By the time the man was ready to leave the hotel room the woman had discovered belatedly that she was looking disheveled herself, and would have to comb her hair again; to her horror she saw that there were blood smears on both the white linen jacket and the perfectly creased trousers, and so she would have to change her clothes. The man was leafing through the guidebook, which the woman had brought to the room, telling her what he wanted to see that morning was not the Musée d’Orsay but the Musée Picasso.

He’d never seen the Picasso museum, he said. Every time he’d come to Paris he had wanted to see it and he never had.

The woman objected. She’d thought they had agreed on the d’Orsay and the man said no, they’d agreed on the Picasso. Looking at the guidebook the previous day, that was what they’d decided.

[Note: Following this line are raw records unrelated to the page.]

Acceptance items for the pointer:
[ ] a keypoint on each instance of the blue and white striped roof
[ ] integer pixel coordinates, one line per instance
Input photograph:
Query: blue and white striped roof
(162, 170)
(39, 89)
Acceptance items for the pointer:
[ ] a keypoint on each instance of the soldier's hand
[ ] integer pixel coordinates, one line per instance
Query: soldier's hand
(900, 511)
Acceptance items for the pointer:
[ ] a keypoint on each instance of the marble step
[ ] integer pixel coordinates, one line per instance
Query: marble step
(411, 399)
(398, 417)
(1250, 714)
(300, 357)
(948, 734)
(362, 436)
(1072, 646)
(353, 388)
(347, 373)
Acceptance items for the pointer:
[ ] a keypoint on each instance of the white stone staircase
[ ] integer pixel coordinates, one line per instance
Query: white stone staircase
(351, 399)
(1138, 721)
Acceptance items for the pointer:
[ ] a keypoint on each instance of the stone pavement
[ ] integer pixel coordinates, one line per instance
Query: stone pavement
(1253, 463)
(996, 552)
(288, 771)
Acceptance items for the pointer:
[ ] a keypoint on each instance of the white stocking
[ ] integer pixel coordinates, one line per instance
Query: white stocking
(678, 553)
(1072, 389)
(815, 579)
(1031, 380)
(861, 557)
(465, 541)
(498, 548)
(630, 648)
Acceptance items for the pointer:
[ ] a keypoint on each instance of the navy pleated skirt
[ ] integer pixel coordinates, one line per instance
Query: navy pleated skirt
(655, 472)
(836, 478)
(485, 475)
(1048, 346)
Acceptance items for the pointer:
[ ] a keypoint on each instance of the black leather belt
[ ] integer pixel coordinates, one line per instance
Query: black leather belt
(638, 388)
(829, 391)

The woman protested faintly but it was no use—it was never any use. Even if she were correct, and she could not now absolutely recall if she were correct, as the man adamantly recalled that he was correct, if he were obliged to give in to her he would be sulky and sullen and not enjoy the museum despite its great art and its extraordinary setting; better if they visited the Picasso museum, which was much smaller, and would not tax the man’s strength so much as the mobbed d’Orsay. And no doubt the Picasso museum would be excellent, too. The woman would purchase postcards in the gift shop to send back home, and no doubt these would be perfectly adequate. It really didn’t matter what the postcards pictured at which the young grandchildren would do no more than glance, and perhaps not even glance.

At last making their way along the dimly lit corridor to the carpeted steps the woman slipped her arm through the man’s arm, not to steady him or even to guide him, or rather not obviously to perform these functions, but out of great relief, a vast swell of relief, which would return to her through the day in waves, long after the man had (more or less) forgotten what the reason for such relief might have been, in the HÔtel de l’ Abbaye on the rue Cassette, Paris.